The quality of the system's brain end is not as clear. According to data in the paper, no electrode neuron activity from rat brains detected as strong as 100 microvolts, which Harris calls the smallest signal "that you can rely on."
If he saw such weak signals from Neuropixels, he said "I think something is wrong. These are very low amplitude signals. What happened? If we had this data I would think something had gone south, like ours. probe missed its target or we hurt to insert it. "However, damage to the brain tissue can heal, but if it is the cause of the weak signals it may be temporary. Still, he said, "I look at the Neuralink paper and think, it's not what I want my data to be."
On the plus side: Neuralink's "sewing machine" can implant the wires that hold thousands of electrodes in the rat brain in one hour or less. It can take longer for people, but the best existing system, tested in rat brains. requires 48 hours of operation. "It's a big difference, driven by the robot that Neuralink built," says Harris.
On the minus side: Brains may not be friendly to have threads tied into them. "My guess is that the fast deposits make very long-term damage, so they may not get high-quality recordings for a very long time, but it's just a guess at this time," says neuroscience Loren Frank of the University of California, San Francisco. "We enter the brain much slower, and it's probably an important part of why we could get such long-lasting recordings" in rat experiments.

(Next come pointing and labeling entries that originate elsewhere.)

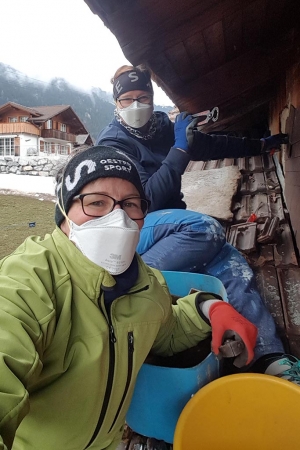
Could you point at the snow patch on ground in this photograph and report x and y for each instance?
(27, 184)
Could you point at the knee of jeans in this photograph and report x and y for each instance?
(211, 228)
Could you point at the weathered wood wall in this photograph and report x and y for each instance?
(285, 117)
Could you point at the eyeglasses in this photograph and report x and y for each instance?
(98, 205)
(145, 99)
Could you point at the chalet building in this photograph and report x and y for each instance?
(41, 130)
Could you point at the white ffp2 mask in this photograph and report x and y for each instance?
(109, 241)
(136, 115)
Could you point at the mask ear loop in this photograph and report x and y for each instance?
(61, 206)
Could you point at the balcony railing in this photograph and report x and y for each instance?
(56, 134)
(18, 127)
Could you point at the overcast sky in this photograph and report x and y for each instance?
(61, 38)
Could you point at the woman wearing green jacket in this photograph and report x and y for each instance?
(80, 311)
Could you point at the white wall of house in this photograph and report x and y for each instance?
(29, 145)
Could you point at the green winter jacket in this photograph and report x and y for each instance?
(67, 368)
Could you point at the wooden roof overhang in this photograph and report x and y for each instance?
(226, 53)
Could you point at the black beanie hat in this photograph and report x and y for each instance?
(85, 166)
(132, 80)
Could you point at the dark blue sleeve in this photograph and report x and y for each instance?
(163, 186)
(211, 146)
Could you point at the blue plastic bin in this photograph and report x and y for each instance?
(161, 393)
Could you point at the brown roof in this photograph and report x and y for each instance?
(227, 53)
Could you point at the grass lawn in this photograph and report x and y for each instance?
(16, 213)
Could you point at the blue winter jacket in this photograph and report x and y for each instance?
(161, 166)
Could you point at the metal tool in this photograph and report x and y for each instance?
(210, 115)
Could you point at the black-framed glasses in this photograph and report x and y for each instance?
(144, 99)
(98, 205)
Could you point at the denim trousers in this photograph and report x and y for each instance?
(188, 241)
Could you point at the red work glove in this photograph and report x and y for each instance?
(224, 318)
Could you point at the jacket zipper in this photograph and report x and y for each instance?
(111, 369)
(129, 374)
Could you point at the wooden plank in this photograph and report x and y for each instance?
(181, 62)
(214, 40)
(233, 34)
(267, 283)
(253, 23)
(197, 50)
(289, 282)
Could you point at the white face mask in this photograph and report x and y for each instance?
(109, 241)
(136, 115)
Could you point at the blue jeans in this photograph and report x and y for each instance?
(187, 241)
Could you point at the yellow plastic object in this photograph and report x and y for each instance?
(241, 412)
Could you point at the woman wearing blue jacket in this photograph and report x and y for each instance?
(174, 238)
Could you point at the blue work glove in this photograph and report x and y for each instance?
(183, 129)
(274, 142)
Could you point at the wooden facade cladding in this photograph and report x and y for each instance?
(285, 117)
(19, 127)
(56, 134)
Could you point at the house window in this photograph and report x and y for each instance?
(48, 125)
(48, 147)
(7, 147)
(63, 149)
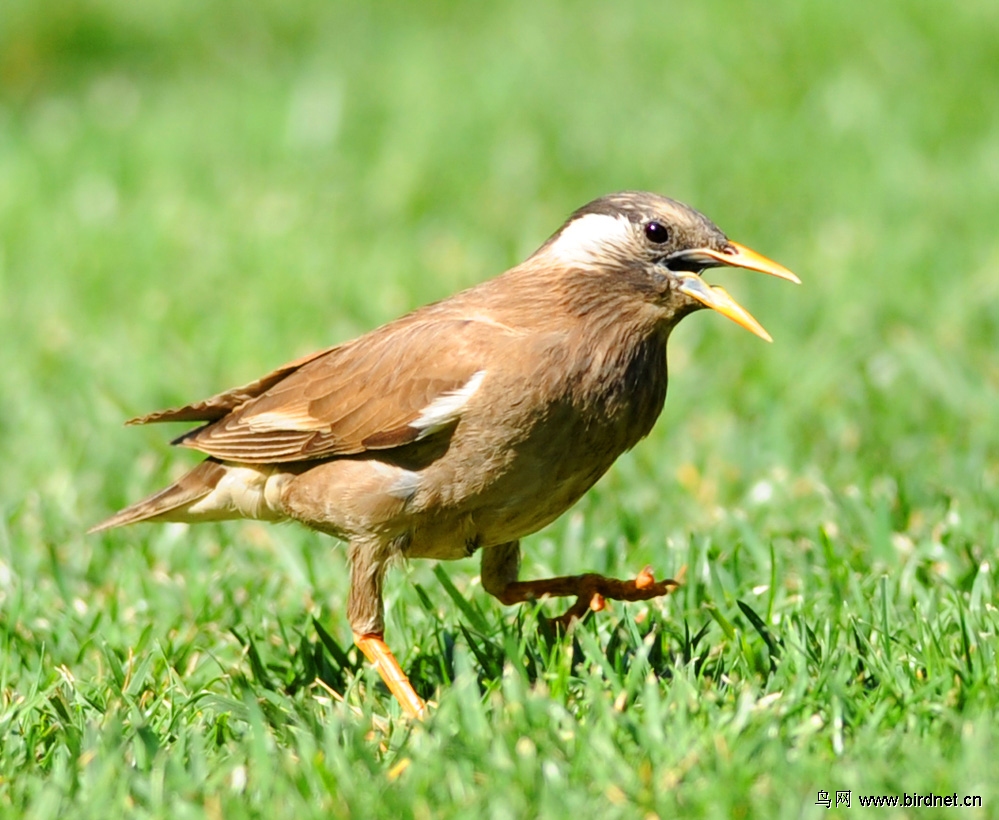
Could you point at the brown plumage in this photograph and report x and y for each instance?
(471, 422)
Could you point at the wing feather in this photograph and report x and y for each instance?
(394, 386)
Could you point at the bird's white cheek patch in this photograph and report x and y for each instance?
(592, 238)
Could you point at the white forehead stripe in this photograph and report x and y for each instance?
(590, 239)
(447, 407)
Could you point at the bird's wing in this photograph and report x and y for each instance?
(396, 385)
(222, 404)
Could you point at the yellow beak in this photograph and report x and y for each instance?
(717, 298)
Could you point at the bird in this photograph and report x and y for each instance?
(471, 422)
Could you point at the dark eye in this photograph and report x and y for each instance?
(656, 232)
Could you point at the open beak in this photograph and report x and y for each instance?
(717, 298)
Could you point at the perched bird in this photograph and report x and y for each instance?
(471, 422)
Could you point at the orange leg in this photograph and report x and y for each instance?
(590, 590)
(376, 650)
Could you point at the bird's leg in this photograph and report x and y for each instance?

Challenges of money gambling cannot solve  Neuralink's promise to start testing their system with patients next year seems ambitious, if not misleading, to any expert consulted. A more realistic timeline, said Hires, may mean that Neuralink can start safety testing in humans within a few years – after it has produced data showing that it can safely implant its technology into non-human primates and that there are no long-term consequences for do it.
But, regardless of the time frame, Schwartz said: "I have the right concept and do what needs to be done."
With $ 158 million in funding – $ 100 million from Musk – Neuralink will have the luxury of graduates and less wealthy funded companies just dreaming about.
When Neuralink's researchers design their chips, they may try twice as many patterns as a typical academic lab can afford and help them move faster, Robinson said.
But throwing money around cannot overcome other obstacles.
Think about how long an electrode can live functionally inside the brain. "You cannot accelerate the process. You just have to wait – and see how long the electrodes are left. And if the goal is that these should be decades, it is difficult to imagine how to test this without waiting for long periods to see how good the devices work, "Robinson said.
The same can go to navigate the Food and Drug Administration.
"As much as I think with the right kind of resources, they can really drive technology at an incredibly fast pace," Robinson says, "the biological processes and regulatory approval … will be harder for them."